----- "Lai Jiangshan" <laijs(a)cn.fujitsu.com> wrote:
Dave Anderson wrote:
> Hello Lai,
>
> If ever there was a perfect candidate for a crash utility extension module,
> this is it. This functionality is far too subsystem-specific to included as
> a generic command. There has not been a "new" base crash command in many
years.
>
> Reviewing the patch, the "trace" command can easily be created as an
extension
> module. The only things that need to be done are:
Your suggest is very helpful. We accept it. We're doing it now.
Thank you very much.
>
> (2) Put the "int nr_cpu_ids" variable into the ftrace.c extension
> module, where you still will have access to the global "kt"
> kernel_table pointer.
>
There is a bug in my box: crash can not recognize the real cpus number,
kt->cpus is wrong.
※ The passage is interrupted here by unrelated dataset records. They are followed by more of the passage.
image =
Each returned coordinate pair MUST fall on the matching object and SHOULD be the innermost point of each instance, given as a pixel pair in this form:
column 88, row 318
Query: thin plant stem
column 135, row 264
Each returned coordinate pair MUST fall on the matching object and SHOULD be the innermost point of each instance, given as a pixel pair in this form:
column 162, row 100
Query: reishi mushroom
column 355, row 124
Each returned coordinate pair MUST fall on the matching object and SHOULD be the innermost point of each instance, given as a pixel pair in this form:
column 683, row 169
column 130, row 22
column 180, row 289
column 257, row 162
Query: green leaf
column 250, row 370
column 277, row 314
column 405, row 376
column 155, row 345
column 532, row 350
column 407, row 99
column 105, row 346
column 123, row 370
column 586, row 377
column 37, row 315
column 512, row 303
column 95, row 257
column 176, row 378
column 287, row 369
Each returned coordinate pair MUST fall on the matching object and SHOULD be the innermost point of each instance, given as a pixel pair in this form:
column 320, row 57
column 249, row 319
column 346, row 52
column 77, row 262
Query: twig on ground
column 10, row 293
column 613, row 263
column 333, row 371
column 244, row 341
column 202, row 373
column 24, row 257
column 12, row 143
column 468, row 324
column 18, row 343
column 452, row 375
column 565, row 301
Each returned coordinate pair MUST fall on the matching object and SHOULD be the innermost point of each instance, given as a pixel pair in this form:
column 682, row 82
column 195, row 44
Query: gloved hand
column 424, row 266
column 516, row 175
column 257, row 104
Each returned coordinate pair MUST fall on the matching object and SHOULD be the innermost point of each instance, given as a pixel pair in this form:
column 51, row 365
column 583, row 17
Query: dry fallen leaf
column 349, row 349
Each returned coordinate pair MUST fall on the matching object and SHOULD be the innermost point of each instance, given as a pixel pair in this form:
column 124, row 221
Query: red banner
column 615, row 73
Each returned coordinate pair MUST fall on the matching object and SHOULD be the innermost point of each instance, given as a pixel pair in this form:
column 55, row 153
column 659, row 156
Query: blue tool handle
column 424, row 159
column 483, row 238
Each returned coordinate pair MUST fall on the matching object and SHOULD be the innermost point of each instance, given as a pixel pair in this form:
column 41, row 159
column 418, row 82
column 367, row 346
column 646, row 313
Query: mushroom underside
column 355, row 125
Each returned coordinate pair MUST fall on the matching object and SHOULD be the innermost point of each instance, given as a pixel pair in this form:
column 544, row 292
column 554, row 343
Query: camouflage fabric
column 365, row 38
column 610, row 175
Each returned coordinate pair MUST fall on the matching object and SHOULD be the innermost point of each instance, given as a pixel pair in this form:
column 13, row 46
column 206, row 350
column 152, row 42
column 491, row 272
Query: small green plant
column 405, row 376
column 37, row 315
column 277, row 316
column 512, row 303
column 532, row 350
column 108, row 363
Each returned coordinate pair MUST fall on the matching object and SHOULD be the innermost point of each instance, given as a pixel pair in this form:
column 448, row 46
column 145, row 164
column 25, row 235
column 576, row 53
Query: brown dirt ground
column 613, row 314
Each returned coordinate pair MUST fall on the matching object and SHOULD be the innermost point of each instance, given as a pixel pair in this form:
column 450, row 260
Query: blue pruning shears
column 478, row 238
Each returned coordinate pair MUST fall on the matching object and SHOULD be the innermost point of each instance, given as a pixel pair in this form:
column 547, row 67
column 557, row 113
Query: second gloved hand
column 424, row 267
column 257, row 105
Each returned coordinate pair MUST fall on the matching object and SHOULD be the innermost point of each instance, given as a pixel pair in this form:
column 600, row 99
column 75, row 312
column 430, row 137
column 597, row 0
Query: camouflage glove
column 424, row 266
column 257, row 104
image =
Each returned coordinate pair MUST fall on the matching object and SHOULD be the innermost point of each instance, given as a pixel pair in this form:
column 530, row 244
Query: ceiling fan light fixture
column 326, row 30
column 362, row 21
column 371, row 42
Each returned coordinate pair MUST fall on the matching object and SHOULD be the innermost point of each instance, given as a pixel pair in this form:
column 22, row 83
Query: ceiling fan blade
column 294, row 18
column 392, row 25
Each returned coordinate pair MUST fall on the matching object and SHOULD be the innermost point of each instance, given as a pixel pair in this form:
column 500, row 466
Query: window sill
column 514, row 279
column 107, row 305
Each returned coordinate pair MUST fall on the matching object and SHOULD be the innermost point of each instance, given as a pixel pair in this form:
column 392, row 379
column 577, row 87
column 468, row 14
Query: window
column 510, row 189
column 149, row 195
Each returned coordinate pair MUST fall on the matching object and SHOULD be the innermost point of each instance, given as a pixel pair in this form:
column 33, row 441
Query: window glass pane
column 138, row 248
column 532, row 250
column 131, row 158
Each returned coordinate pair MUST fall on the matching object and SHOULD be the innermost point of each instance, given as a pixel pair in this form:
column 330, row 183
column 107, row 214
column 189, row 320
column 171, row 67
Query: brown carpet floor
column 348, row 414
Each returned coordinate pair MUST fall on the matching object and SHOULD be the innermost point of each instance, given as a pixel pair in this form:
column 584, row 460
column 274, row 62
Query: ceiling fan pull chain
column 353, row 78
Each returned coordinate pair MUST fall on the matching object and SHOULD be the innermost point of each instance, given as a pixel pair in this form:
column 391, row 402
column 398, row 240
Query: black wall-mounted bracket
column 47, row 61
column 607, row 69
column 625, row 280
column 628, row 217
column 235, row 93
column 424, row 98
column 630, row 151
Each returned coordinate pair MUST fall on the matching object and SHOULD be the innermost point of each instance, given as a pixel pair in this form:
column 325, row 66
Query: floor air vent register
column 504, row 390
So I fix it and put nr_cpu_ids in the kernel_table.
I'll sent a separate patch for it soon.
In current linux kernel, nr_cpu_ids is recommended to be used instead
of old NR_CPUS. Because CONFIG_NR_CPUS=4096, it's too big for a lot of
systems.
kmalloc(sizeof(struct foo) * NR_CPUS) ==> kmalloc(sizeof(struct foo) * nr_cpu_ids)
for (i=0; i < NR_CPUS; i++) ==> for (i=0; i < nr_cpu_ids; i++)
NR_CPUS is also 4096 in crash now, so I also suggest using nr_cpu_ids
instead of NR_CPUS in crash's code when the symbol "nr_cpu_ids"
exists.
I understand the problem with NR_CPUS usage in the kernel, but your
original patch did this:
+ if (symbol_exists("nr_cpu_ids"))
+ get_symbol_data("nr_cpu_ids", sizeof(int),
&kt->nr_cpu_ids);
+ else
+ kt->nr_cpu_ids = 1;
+
+ if (kt->cpus < kt->nr_cpu_ids)
+ kt->cpus = kt->nr_cpu_ids;
+
As I understand it, the kernel's "nr_cpu_ids" is initialized to NR_CPUS,
and then later reduced to the number of "possible" cpus, neither of which
represent the number of online cpus.
The crash utility's "kt->cpus" is meant to reflect the number of actual
cpus that are online. It almost always is less than NR_CPUS and/or the
number of "possible" cpus -- only if the number of online cpus is actually
equal to the number of possible cpus would they ever be the same. So the
setting of "kt->cpus = kt->nr_cpu_ids" above cannot be the correct thing
to do.
Now, there may be another bug w/respect to your box such that the crash
utility cannot determine the number of cpus. That determination is done
differently by the supported processors -- I'd be interested in exactly
what the bug in your machine is.
Thanks,
Dave